I’ve known for a while now that there’s something about the Marl Lake trail near South Higgins Lake State Park in central Michigan that can feel magical or whimsical. There’s just something special about a trail that can assault your senses with both the sounds of your trail shoes crunching on dry leaves and the smell of pines that smell like Christmas.
Today’s experience assaulted something I didn’t even know I had: fear. Fear that a recent diagnosis of runner’s knee would finally bench me.
Sure, I’ve come back from hurt shoulders and my dumb butt. And I’ve been trying to remind myself that if I take a step back, invest in my recovery and do what I’m supposed to do, that I’ll get better.
But there was always that voice in the back of my head that wondered if that was really true.
Just a quarter of a mile into my run, I felt loose and relaxed. And then the runner’s high snuck up on me, like I did on the poor couple taking each other’s pictures and who jumped when I got closer (sorry!).
The trail was relatively smooth, with little to trip me. I was in the zone.
Until a couple of dogs darted toward me, barking but with tails wagging, their owners close behind. They warned me about upcoming flooding, but encouraged me to go forward, even offering up a long branch one of them was using as a walking stick.
Declining with a smile, I set off again, grateful that others were also enjoying the beautiful scenery.
Soon, I saw the water-covered trail the women warmed me about.
I easily walked over the logs someone had gathered over the big puddle and kept on going.
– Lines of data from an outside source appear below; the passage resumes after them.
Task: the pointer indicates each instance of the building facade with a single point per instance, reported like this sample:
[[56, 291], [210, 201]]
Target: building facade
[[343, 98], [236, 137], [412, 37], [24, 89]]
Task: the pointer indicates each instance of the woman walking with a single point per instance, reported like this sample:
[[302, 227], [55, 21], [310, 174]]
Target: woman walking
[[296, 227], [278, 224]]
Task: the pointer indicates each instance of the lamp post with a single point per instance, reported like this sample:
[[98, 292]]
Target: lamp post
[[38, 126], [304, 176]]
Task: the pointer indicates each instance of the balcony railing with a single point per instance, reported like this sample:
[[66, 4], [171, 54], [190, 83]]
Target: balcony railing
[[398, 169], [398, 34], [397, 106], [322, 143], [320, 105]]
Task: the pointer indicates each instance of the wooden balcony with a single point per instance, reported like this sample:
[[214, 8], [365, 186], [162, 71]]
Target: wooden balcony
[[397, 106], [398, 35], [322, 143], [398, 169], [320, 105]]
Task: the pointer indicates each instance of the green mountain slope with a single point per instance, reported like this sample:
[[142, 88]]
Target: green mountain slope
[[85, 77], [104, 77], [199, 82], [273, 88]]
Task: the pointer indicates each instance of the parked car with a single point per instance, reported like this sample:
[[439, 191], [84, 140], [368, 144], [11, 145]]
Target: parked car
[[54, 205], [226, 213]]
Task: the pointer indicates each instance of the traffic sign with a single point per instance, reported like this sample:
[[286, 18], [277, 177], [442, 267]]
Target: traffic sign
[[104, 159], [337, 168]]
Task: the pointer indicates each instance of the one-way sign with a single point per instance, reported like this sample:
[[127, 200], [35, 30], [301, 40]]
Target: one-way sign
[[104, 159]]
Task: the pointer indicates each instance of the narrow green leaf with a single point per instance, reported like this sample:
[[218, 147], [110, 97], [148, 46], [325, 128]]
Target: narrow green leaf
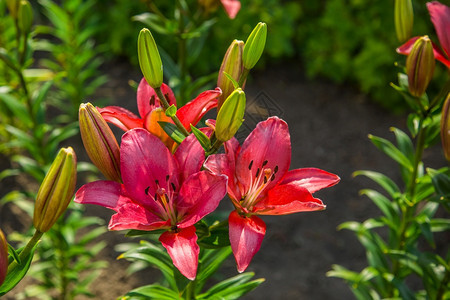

Hmmm. Someone else had seen this obstruction and done something about it.
And then, well, I just couldn’t get around. There just was no way to avoid the lake-like puddle on the trail.
Sure, I could have run through (I see you, Corey Baker) and gotten my feet soaked, but I instead backtracked and re-read the trail sign, which showed another way.
Thankfully, the new route was flat and soft, covered with either dead leaves or pine needles.
And then it hit me: the day’s trail run was an allegory for my running journey.
Sometimes, it’s perfect (runner’s high), but it’s often full of surprises (sorry again, surprised couple!) and detours (did I mention I’m injury prone?), but I always manage to get to the other side.
And then, wham, a fallen tree (or an injury) tries to stop you again.
I could see that there was already a narrow area of trampled grass where others had obviously been running or walking. They’d created a new path around the fallen tree.
Just like I’m not the first person to ever get a runner’s knee diagnosis. Others have been there before and found a way to get back on track. There’s always a way, even if it means taking a step back or making your way around.
I’m not alone. I just have to follow the trail set by others to get to the other side.
With that comforting realization, I picked up my pace, running faster than I ever have on the trails before. My heart lighter than it’s been since the diagnosis. A smile on my lips.
Have you ever been injured and worried you’d never get better? What helped? Also, do you run through or around a big lake-size puddle on a trail?